Accompanying Fortune in Romeo and Juliet are dreams and forebodings. There is, to begin, Romeo's off-hand reference to having dreamed and Mercutio's rejoiner that his dream was that dreamers lie. This is followed by one of the most renowned set piece of the play, Mercutio's "Queen Mab" speech about the flights of fancy that take place in dreams under the aegis of Queen Mab and her entourage. Then, in the first lines of Act V, Romeo speaks of dreams that "presage some joyful news at hand." Ironically, such news (Friar Laurence's letter about the death potion ruse) is on the way, but it fails to reach Romeo in Time.
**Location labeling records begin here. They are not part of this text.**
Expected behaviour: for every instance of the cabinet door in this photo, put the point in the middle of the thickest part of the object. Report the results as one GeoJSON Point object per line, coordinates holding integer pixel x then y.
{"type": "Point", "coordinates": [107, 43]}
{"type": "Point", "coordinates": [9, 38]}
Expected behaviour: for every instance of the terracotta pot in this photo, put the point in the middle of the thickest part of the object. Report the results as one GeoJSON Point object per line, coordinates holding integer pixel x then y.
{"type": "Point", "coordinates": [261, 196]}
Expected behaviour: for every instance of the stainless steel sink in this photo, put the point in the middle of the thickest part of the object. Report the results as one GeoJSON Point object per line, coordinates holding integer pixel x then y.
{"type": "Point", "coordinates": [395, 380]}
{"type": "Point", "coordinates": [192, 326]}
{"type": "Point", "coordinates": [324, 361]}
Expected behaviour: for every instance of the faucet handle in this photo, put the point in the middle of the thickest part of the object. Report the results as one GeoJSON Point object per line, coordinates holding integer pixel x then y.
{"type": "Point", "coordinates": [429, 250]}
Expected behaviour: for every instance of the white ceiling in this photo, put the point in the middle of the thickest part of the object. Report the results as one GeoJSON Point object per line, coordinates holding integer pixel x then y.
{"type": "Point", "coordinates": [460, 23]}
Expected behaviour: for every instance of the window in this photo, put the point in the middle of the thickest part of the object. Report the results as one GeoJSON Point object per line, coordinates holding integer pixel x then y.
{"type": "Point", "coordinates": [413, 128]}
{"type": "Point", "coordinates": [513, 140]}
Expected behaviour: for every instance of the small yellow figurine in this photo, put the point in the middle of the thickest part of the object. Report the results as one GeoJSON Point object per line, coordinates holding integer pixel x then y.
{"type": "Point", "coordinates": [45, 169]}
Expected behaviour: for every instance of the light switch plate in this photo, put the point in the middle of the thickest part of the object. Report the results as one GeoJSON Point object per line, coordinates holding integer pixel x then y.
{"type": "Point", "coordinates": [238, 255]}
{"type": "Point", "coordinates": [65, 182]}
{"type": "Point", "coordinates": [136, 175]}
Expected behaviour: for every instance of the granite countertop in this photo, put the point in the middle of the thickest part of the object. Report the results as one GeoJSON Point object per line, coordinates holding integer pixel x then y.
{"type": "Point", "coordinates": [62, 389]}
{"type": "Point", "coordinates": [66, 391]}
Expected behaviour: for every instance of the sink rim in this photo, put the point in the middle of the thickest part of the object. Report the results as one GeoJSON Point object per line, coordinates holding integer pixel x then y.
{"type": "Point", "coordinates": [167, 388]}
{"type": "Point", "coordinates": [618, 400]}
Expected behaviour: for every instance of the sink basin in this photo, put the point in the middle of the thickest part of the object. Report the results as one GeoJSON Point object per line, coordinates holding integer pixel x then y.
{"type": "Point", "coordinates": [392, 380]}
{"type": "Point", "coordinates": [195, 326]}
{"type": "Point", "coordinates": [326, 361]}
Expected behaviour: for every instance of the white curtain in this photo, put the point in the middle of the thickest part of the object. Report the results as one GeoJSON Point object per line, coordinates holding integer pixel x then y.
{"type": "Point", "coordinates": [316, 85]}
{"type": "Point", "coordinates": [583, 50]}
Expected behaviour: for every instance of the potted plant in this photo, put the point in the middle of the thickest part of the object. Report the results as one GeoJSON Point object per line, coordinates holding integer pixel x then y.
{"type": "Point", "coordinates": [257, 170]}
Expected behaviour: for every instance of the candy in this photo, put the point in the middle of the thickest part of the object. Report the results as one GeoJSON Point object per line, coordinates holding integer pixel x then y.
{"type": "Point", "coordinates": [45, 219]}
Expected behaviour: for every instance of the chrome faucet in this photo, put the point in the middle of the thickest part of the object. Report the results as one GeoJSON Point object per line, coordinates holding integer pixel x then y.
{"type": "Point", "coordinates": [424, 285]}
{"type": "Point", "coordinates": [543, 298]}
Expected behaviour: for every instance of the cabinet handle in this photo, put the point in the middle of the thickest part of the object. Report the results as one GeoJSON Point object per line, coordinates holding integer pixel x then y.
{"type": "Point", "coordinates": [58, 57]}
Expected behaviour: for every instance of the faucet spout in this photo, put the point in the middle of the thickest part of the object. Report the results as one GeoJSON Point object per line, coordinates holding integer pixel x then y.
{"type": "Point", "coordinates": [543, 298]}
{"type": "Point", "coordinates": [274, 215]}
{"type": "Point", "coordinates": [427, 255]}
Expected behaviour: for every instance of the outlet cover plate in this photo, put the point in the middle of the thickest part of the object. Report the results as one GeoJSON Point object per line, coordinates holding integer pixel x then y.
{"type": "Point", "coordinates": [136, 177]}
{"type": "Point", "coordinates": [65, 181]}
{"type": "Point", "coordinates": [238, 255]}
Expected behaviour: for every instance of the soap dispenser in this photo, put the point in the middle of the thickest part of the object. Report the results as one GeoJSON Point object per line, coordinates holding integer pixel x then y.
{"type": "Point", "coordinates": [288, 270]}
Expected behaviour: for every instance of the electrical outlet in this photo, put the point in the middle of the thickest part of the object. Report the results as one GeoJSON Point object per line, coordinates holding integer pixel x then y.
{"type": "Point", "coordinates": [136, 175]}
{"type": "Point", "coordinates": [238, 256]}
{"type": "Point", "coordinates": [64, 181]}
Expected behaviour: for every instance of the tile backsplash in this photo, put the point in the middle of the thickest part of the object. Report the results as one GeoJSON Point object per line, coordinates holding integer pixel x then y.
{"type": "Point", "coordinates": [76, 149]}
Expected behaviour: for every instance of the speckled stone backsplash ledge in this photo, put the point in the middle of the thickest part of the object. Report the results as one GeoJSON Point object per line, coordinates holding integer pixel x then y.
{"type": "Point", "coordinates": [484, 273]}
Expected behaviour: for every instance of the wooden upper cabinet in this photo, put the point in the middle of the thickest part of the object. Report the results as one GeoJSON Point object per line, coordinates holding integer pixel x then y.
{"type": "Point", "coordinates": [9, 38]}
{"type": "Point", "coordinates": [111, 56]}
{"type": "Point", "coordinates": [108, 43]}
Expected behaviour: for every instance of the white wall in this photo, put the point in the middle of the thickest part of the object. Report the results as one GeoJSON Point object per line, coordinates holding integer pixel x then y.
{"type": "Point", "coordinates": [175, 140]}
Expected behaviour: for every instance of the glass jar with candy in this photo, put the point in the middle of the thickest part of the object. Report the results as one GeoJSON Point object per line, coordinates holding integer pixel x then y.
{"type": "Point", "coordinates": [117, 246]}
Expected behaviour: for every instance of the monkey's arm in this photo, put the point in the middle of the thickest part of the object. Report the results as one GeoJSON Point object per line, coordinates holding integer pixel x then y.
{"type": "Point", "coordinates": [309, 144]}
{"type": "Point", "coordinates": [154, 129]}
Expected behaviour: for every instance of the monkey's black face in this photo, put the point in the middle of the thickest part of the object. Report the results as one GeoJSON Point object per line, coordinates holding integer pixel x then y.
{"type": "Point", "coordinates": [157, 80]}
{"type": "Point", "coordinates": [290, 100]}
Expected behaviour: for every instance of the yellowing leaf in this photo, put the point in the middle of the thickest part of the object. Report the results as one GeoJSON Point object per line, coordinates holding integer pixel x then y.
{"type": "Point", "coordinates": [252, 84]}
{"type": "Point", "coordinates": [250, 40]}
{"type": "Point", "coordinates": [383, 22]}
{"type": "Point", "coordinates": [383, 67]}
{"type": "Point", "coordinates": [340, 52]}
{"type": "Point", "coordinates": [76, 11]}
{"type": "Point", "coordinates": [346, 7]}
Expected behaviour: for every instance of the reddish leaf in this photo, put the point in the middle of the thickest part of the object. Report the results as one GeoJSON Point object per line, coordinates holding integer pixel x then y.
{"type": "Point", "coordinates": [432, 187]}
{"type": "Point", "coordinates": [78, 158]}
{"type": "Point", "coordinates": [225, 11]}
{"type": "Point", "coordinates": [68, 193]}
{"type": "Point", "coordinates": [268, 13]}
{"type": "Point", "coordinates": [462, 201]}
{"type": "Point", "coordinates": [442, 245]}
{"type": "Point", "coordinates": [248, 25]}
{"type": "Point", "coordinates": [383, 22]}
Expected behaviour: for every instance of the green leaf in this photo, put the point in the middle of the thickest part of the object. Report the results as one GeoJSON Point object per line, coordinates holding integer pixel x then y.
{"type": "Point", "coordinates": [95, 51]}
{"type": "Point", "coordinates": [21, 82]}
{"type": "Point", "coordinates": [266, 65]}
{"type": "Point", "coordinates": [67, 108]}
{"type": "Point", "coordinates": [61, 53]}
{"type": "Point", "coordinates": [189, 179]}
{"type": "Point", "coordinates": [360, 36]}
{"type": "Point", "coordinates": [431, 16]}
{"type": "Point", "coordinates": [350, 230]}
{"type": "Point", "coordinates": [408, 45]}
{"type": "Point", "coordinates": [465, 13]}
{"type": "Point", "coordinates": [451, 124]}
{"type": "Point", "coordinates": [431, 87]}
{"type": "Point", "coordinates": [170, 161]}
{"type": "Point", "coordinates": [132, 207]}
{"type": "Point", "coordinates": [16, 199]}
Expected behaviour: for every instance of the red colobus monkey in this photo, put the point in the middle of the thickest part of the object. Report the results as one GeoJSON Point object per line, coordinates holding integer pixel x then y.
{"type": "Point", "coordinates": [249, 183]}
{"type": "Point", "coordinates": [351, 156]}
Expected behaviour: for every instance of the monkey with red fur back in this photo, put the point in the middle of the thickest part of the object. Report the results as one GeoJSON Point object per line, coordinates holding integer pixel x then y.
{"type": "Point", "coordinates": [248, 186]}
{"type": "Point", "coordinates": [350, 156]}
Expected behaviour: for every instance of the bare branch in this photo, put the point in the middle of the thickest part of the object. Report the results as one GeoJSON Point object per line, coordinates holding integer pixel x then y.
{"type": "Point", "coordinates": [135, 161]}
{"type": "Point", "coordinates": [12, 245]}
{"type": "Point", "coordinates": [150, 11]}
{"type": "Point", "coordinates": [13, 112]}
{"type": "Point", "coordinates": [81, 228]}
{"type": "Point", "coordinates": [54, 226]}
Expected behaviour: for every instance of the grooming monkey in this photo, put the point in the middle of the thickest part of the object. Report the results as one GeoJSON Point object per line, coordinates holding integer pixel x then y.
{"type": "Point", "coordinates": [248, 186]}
In Act II, scene vi, Friar Laurence says to the lovers that "These violent delights have violent ends / And in their triumph die" (9-10). This seeming homily is prescient: the play ends violently; the love of Romeo and Juliet triumphs only after they are dead. From the start of their romance, the lovers intuitively sense that their doom is ordained along with their passion. In the scene before he first meets Juliet, Romeo says to his friends:

I fear, too early, for my mind misgives
Some consequence yet hanging in the stars
Shall bitterly begin his fearful date
With this night's revels, and expire the term
Of a despised life clos'd in my breast
By some vile forfeit of untimely death.
(I.iv.106-111).

An affected youth given to dramatic posing, the speech is consistent with the pre-Juliet Romeo in its self-absorption; whatever its well-spring, it is uncannily accurate. Juliet takes this premonition a step further toward the conclusion of the balcony scene.

Although I joy in thee,
I have no joy of this contract tonight,
It is too rash, too unadvis'd, too sudden,
Too like the lightning, which doth cease to be
Ere one can say it lightens
(II.ii.116-120).

Romeo's vague premonition in the play's first act is particularized by Juliet in the second act, for she projects that haste will be a determinative factor in the outcome of her romance with Romeo and that their lives will be utterly extinguished after shining brightly like a bolt of lightening. In Act III, Juliet's powers of divination grow even stronger as she sees Romeo "As one dead in the bottom of a tomb" (III.v.56). This, of course, is precisely accurate: Romeo will, in fact, die in the Capulet mausoleum, and Juliet will, in fact, see him there.